I get it now. I constantly fight the urge to compose notes to Lydia’s future self. Because all day, every day, she is right here with me. But at the same time, she’s not really here. It’s like she has reverse dementia. Every day she becomes a little bit more herself, and will slowly be able to form more and more memories. But right now every moment that feels sweet or funny or frustrating or precious, it only exists with me.

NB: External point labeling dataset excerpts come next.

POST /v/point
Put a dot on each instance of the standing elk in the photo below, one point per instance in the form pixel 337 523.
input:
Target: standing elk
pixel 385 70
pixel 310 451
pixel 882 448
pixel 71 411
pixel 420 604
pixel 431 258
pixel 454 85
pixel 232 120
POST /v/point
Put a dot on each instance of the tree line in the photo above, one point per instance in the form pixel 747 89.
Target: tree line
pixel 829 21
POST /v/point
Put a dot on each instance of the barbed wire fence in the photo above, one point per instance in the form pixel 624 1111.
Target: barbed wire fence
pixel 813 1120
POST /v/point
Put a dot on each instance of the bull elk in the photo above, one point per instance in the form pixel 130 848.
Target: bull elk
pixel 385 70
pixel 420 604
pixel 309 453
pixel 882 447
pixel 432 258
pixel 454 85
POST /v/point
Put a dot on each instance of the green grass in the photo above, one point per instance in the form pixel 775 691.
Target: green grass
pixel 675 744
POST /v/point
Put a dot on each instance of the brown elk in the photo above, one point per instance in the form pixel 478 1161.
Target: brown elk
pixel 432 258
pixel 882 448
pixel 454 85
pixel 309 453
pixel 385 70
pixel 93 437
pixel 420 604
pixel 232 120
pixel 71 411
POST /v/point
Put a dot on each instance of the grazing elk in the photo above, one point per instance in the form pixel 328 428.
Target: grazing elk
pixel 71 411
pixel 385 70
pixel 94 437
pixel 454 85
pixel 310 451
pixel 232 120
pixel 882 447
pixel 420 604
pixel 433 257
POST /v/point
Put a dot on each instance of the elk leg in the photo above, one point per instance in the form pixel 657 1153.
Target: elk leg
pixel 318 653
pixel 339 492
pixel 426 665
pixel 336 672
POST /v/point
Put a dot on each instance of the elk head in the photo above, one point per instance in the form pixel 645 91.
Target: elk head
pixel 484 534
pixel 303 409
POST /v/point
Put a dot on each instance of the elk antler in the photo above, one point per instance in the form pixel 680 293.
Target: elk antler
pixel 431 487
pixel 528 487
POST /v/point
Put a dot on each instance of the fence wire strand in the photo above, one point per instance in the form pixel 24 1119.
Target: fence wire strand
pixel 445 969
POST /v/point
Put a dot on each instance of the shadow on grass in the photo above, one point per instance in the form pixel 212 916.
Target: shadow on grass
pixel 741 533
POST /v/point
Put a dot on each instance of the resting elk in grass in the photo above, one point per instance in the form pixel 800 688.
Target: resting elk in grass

So I understand the urge, but I still prefer the fact that as my mom kept track of our childhoods, she didn’t address her memories to us. “Brenna was up six times last night.” Rather than, “You were up six times last night.” I think my issue with the directed-to-the-baby phrasing, is that I am no longer that small baby that tortured my parents at night. I might enjoy hearing about that baby, but I now more closely identify with the mother getting up again and again, than the baby crying in the crib. I am not that “you.” I’m also not the “you” learning to potty train, or cutting my friend’s hair, or playing at the beach. And I prefer reading about my mom’s parenting experience of this small stranger that was me, than I would reading something directed at “me”–a person who no longer exists.
It’s just a style thing. I don’t begrudge anyone the sweetness of writing directly to the small amnesiac that shares their days. Here, I’ll join. Lydia, you are 9 weeks old, and today (like almost every day) we walked to Trader Joes. The whole way there, you stared at me with utter intensity, like someone falling in love.